While the Kunstmuseum Basel’s main building is closed, the public will still be able to admire the most important Old Master paintings from the Öffentliche Kunstsammlung Basel, thanks to a fruitful cooperation with the Museum der Kulturen Basel. From April 11, 2015, until February 28, 2016, a high-profile selection of these works will be on view in the exhibition Holbein. Cranach. Grünewald—Masterpieces from the Kunstmuseum Basel in the Museum der Kulturen Basel’s two-level gallery, which will also present fascinating glimpses of the host institution’s collections.
If the Kunstmuseum Basel enjoys global renown today, that is essentially due to its collection of works by Hans Holbein the Younger, the world’s largest in a single museum. It was in Basel that Holbein’s genius achieved full realization. The treasure of pictures he left behind also inspired the city’s residents who successively enlarged the collection with masterpieces of the late Middle Ages and the Renaissance.

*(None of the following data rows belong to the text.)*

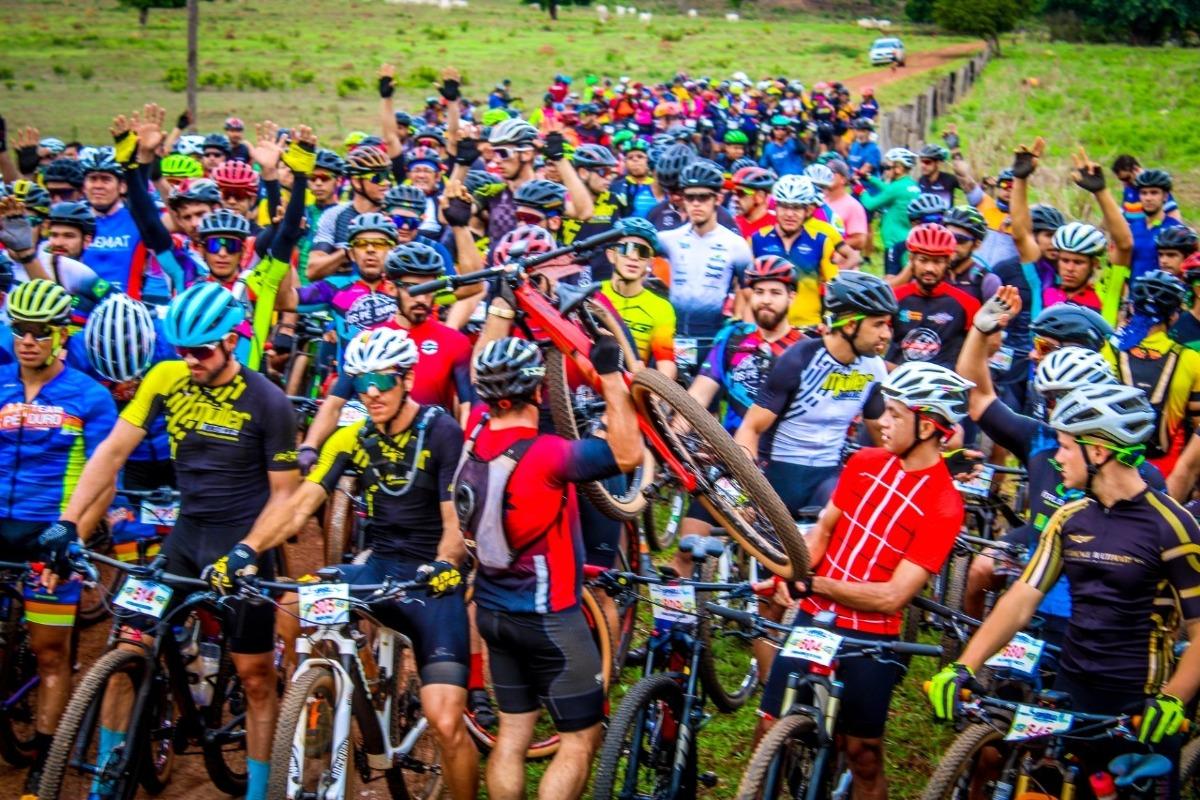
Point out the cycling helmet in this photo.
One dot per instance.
(180, 166)
(1121, 415)
(858, 293)
(384, 349)
(969, 218)
(405, 196)
(755, 178)
(225, 222)
(929, 388)
(1158, 294)
(64, 170)
(415, 258)
(797, 190)
(1072, 324)
(364, 161)
(771, 268)
(1153, 179)
(1179, 238)
(120, 338)
(330, 162)
(1071, 367)
(930, 239)
(1047, 217)
(702, 173)
(237, 176)
(541, 194)
(515, 132)
(509, 368)
(40, 301)
(928, 208)
(1080, 238)
(593, 155)
(372, 222)
(78, 215)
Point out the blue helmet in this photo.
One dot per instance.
(203, 314)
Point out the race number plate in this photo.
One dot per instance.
(143, 597)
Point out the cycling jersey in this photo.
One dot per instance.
(815, 397)
(223, 439)
(46, 440)
(1133, 570)
(811, 254)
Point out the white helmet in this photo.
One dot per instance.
(384, 349)
(797, 190)
(1116, 413)
(903, 156)
(925, 386)
(1071, 367)
(120, 338)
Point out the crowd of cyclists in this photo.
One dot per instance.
(873, 326)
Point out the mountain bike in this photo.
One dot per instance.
(683, 437)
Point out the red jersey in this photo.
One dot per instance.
(882, 510)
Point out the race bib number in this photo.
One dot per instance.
(813, 644)
(1019, 655)
(1031, 722)
(325, 603)
(143, 597)
(673, 605)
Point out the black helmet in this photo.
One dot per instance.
(73, 214)
(1180, 238)
(858, 293)
(1071, 324)
(415, 258)
(671, 163)
(702, 173)
(1047, 217)
(509, 368)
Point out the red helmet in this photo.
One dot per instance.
(930, 239)
(235, 176)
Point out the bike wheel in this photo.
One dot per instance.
(639, 749)
(77, 759)
(730, 485)
(783, 763)
(301, 753)
(964, 763)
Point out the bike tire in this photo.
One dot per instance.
(739, 498)
(793, 735)
(659, 698)
(81, 713)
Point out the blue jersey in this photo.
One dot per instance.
(45, 443)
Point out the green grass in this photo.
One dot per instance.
(83, 61)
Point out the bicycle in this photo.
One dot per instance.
(691, 444)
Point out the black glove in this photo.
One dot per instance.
(606, 355)
(553, 146)
(457, 212)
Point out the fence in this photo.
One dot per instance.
(907, 126)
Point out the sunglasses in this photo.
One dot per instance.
(231, 245)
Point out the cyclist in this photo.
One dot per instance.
(891, 524)
(233, 439)
(528, 546)
(407, 455)
(1122, 548)
(54, 417)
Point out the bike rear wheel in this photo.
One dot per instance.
(730, 485)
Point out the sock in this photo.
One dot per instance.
(256, 785)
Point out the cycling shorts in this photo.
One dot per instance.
(545, 660)
(437, 626)
(249, 625)
(868, 683)
(42, 607)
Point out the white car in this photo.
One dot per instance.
(887, 50)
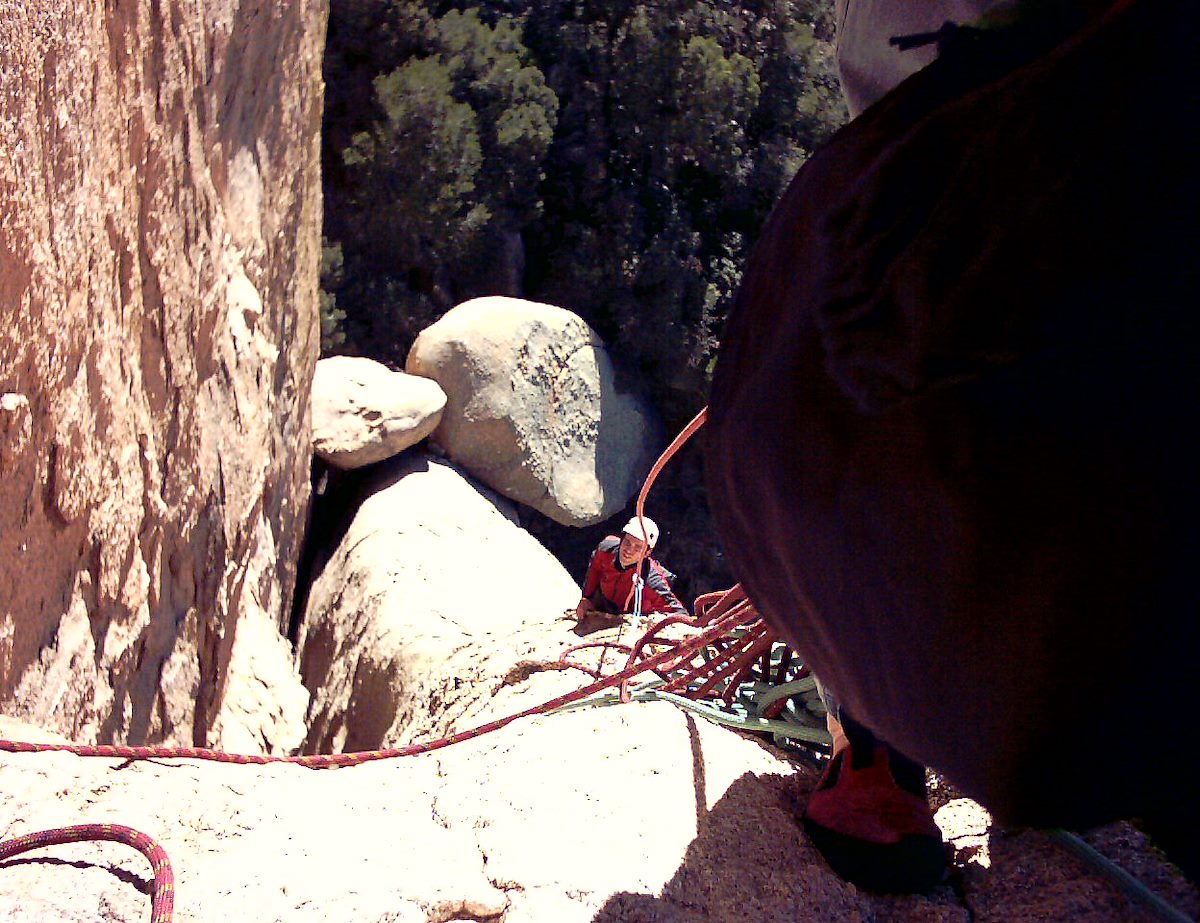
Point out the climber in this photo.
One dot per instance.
(973, 315)
(615, 569)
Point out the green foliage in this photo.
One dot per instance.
(617, 157)
(333, 336)
(612, 156)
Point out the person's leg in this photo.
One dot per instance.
(869, 815)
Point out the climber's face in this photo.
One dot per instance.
(630, 550)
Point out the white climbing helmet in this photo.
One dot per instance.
(634, 527)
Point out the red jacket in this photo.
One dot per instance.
(609, 585)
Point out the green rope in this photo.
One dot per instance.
(1128, 885)
(648, 693)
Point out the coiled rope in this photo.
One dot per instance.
(749, 663)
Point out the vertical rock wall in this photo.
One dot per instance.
(160, 231)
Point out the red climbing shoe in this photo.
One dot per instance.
(873, 832)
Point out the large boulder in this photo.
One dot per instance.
(430, 600)
(160, 234)
(363, 412)
(533, 408)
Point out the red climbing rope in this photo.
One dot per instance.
(724, 619)
(162, 900)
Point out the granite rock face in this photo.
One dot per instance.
(160, 220)
(432, 597)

The selection of the finest and most valuable Old Master paintings contains works by Konrad Witz, Hans Holbein the Younger as well as his likewise famous father Hans the Elder, Matthias Grünewald, Hans Baldung Grien and Lucas Cranach The prominent part Swiss artists played in the spread of the Renaissance is illustrated by works of the Berne artist Niklaus Manuel (Deutsch) and the Schaffhausen-born Tobias Stimmer.
The focused installation in the two-storey exhibition hall at the Museum der Kulturen Basel not only lends new intensity to the colloquy among the paintings. It also opens up a synoptic perspective across different cultures and genres by initiating a dialogue with the hosting institution’s own treasures. Only a small minority of these products of diverse cultures from a wide array of far-flung places are paintings on wood or canvas; most are artifacts of a very different kind.